Las “chinfonías” eran melodías que el payaso tocaba con un instrumento hecho de botellas llenas de agua a diferentes niveles. Típico de un Blanco.

Pero cuando Bell contaba chistes, eran siempre de un humor sencillo e infantil, casi tonto, pero convenientemente absurdo. Era entonces cuando Bell se convertía en Augusto, y el circo se llenaba de carcajadas ingenuas y abundantes.
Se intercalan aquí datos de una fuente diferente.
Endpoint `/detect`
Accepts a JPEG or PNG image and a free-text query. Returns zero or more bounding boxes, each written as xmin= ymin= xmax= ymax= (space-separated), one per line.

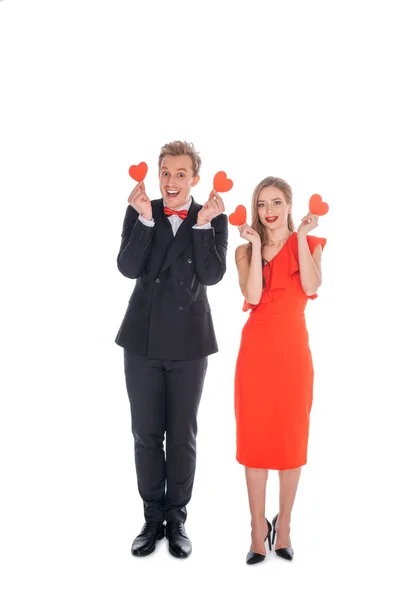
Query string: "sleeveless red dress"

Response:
xmin=235 ymin=233 xmax=326 ymax=470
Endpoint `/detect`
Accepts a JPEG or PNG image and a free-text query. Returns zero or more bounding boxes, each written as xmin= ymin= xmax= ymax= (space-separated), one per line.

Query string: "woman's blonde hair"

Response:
xmin=251 ymin=177 xmax=294 ymax=245
xmin=158 ymin=142 xmax=201 ymax=177
xmin=239 ymin=176 xmax=295 ymax=274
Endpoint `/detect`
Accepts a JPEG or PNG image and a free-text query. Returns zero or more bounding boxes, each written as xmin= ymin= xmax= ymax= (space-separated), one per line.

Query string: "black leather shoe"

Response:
xmin=272 ymin=515 xmax=294 ymax=560
xmin=131 ymin=523 xmax=165 ymax=556
xmin=246 ymin=518 xmax=272 ymax=565
xmin=166 ymin=521 xmax=192 ymax=558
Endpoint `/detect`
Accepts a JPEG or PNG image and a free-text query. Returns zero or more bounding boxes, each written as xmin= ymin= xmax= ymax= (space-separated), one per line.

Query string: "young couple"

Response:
xmin=116 ymin=142 xmax=326 ymax=564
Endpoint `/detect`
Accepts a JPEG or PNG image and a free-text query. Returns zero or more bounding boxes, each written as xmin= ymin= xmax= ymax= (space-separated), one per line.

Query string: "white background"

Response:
xmin=0 ymin=0 xmax=400 ymax=600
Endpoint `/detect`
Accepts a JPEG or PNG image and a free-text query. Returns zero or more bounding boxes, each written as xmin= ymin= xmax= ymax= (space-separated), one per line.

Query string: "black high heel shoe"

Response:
xmin=272 ymin=515 xmax=294 ymax=560
xmin=246 ymin=518 xmax=272 ymax=565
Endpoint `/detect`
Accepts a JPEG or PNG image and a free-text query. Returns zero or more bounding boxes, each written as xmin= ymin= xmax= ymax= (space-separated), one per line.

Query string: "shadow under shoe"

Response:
xmin=272 ymin=515 xmax=294 ymax=560
xmin=246 ymin=518 xmax=272 ymax=565
xmin=131 ymin=522 xmax=165 ymax=556
xmin=166 ymin=521 xmax=192 ymax=558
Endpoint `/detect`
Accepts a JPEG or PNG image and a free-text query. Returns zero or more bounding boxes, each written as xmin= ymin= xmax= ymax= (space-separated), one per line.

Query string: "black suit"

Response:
xmin=116 ymin=199 xmax=228 ymax=522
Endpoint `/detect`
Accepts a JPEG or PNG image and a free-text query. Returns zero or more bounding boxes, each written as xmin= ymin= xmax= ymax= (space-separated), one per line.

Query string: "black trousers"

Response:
xmin=124 ymin=350 xmax=208 ymax=523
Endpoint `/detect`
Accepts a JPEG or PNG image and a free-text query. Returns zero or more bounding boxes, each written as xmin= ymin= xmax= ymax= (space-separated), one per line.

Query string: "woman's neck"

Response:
xmin=265 ymin=226 xmax=292 ymax=244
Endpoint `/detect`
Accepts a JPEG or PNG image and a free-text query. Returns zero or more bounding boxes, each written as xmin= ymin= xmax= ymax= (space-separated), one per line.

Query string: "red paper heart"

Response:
xmin=214 ymin=171 xmax=233 ymax=192
xmin=129 ymin=162 xmax=148 ymax=181
xmin=229 ymin=204 xmax=247 ymax=227
xmin=308 ymin=194 xmax=329 ymax=217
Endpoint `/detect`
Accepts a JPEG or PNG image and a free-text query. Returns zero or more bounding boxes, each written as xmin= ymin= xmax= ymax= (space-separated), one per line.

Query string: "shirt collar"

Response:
xmin=163 ymin=197 xmax=192 ymax=210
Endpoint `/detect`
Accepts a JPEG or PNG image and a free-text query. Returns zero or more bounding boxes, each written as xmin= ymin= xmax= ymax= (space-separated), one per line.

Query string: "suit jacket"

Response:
xmin=115 ymin=199 xmax=228 ymax=360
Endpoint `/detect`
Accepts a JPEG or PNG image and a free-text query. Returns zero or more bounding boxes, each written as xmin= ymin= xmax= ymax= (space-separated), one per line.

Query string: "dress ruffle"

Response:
xmin=242 ymin=233 xmax=326 ymax=312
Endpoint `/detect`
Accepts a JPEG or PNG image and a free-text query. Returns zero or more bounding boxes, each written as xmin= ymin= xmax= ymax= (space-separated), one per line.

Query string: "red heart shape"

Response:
xmin=214 ymin=171 xmax=233 ymax=192
xmin=129 ymin=162 xmax=148 ymax=181
xmin=308 ymin=194 xmax=329 ymax=217
xmin=229 ymin=204 xmax=247 ymax=227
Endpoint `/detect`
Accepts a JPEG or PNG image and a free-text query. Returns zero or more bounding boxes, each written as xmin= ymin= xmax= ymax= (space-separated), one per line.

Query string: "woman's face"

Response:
xmin=257 ymin=185 xmax=291 ymax=231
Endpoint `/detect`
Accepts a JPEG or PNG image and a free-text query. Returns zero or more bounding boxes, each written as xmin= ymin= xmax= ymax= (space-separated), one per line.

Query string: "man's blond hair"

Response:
xmin=158 ymin=142 xmax=201 ymax=177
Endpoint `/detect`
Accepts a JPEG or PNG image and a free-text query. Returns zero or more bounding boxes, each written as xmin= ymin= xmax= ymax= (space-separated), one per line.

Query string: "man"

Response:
xmin=116 ymin=142 xmax=228 ymax=558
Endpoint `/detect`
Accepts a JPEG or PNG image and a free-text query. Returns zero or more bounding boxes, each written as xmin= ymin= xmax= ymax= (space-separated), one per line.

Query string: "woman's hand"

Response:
xmin=128 ymin=181 xmax=153 ymax=221
xmin=297 ymin=213 xmax=318 ymax=235
xmin=238 ymin=223 xmax=261 ymax=247
xmin=197 ymin=190 xmax=225 ymax=225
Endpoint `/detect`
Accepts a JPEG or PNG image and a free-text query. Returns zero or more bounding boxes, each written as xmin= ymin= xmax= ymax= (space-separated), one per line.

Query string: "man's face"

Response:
xmin=158 ymin=154 xmax=200 ymax=210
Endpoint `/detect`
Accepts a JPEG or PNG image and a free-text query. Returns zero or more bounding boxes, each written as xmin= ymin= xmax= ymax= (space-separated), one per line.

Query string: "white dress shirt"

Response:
xmin=139 ymin=200 xmax=211 ymax=236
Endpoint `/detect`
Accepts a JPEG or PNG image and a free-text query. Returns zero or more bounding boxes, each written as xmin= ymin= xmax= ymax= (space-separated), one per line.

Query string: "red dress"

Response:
xmin=235 ymin=233 xmax=326 ymax=470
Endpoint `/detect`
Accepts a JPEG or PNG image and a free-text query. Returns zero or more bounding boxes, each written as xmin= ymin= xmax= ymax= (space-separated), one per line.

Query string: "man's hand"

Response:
xmin=128 ymin=181 xmax=153 ymax=221
xmin=197 ymin=190 xmax=225 ymax=225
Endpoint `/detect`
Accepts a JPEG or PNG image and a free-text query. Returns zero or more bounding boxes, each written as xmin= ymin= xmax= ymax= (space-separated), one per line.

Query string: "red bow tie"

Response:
xmin=164 ymin=206 xmax=187 ymax=219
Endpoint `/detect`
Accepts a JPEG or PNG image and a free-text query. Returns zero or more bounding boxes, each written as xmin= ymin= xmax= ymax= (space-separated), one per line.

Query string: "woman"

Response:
xmin=235 ymin=177 xmax=326 ymax=564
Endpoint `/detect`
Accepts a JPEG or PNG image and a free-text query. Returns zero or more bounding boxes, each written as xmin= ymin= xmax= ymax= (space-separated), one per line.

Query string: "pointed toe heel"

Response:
xmin=272 ymin=515 xmax=294 ymax=560
xmin=246 ymin=518 xmax=272 ymax=565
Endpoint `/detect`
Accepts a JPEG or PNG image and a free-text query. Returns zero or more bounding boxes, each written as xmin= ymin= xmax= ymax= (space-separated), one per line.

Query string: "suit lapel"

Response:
xmin=160 ymin=198 xmax=201 ymax=273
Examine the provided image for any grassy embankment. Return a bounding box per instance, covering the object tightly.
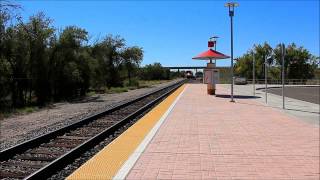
[0,80,170,120]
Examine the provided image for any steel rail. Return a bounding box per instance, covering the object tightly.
[0,80,185,179]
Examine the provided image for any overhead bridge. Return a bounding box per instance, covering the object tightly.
[164,66,230,72]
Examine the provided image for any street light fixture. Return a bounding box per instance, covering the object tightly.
[252,51,256,96]
[209,36,219,66]
[224,2,239,102]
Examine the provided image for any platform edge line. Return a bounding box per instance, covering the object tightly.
[112,85,187,180]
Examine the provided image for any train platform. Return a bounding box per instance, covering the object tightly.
[67,84,320,180]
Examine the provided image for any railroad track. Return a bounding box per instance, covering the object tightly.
[0,81,184,179]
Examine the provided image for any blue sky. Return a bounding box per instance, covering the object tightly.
[18,0,319,66]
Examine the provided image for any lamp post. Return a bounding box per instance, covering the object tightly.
[264,55,268,104]
[280,44,286,109]
[209,36,219,66]
[252,51,256,96]
[224,2,239,102]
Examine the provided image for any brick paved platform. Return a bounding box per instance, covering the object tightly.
[127,84,319,180]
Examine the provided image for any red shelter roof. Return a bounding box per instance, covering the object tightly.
[192,49,229,60]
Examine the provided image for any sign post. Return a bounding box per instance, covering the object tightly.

Si a eso agregamos que era un gran acróbata y además era experto lanzando puñales hasta hacer el perfil completo de su valiente asistente, se entenderá el éxito.
El acto de puñales de Ricardo Bell

Esa combinación hizo que Juan de Dios Peza dijera alguna vez:  “Bell es más popular que el pulque".

Al Circo Metropolitano Orrín se sumaban, en la primera categoría, el Circo Suárez, el Circo Fénix, el Circo Treviño y el Circo Atayde.  Todos ellos tenían actos de graciosos, actos con felinos amaestrados, actos ecuestres y actos de equilibrismo, funambulismo o trapecio.

En 1907, Ricardo Bell rompió clamorosamente con los hermanos Orrín, y fundó su propio circo. Don Porfirio le ofreció un “terrenito” en plena Avenida Juárez. Enfrente de la Alameda, donde luego estuvo el Hotel Del Prado.

Si el Circo Bell era el favorito del Señor Presidente Díaz, los del Circo Atayde eran maderistas: hubo un gran mitin antireeleccionista en su carpa, en 1909, con la presencia de don Panchito.
Mil rostros de Bell

El inolvidable payaso inglés dejó México en 1910 y murió al año siguiente, en EU. Fue enterrado en Nueva York (que no en Pachuca, donde reposa un minero homónimo suyo). Los vagones de su circo fueron usados por las tropas revolucionarias.

Llegó la guerra civil y el circo murió por un tiempo en la capital. ¿Quién pagaba por ver a un payaso cuando lo que urgía era comer?

Pero al menos una troupe multicolor y vagamunda seguía trabajando en el norte, protegida por el general Francisco Villa. Se trataba del Circo Beas Modelo, que funcionaba a tres pistas y se especializaba en actos con animales. Todo un zoológico.

Imaginemos por un momento un paisaje del norte de México durante la Revolución. Por las vías férreas se acerca un tren,   pero ese tren que recorre el Norte no lleva tropas montadas sobre los vagones, al estilo de La Bestia. En vez de Dorados y Adelitas, viajan elefantes, caballos, tigres y leones, acróbatas, tragasables, malabaristas, payasos. Casi un espejismo en medio del desierto.

Decía Federico Fellini del circo tradicional: “Es el espectáculo mismo de la vida, todos los elementos están ahí, lanzados en desorden, tan violentos, tan trágicos, tan tiernos. Todos sin excepción… En el circo está, todavía, la gracia. Porque hay niños. Y el ritmo. Porque hay animales. Y el miedo. Porque está el hombre”.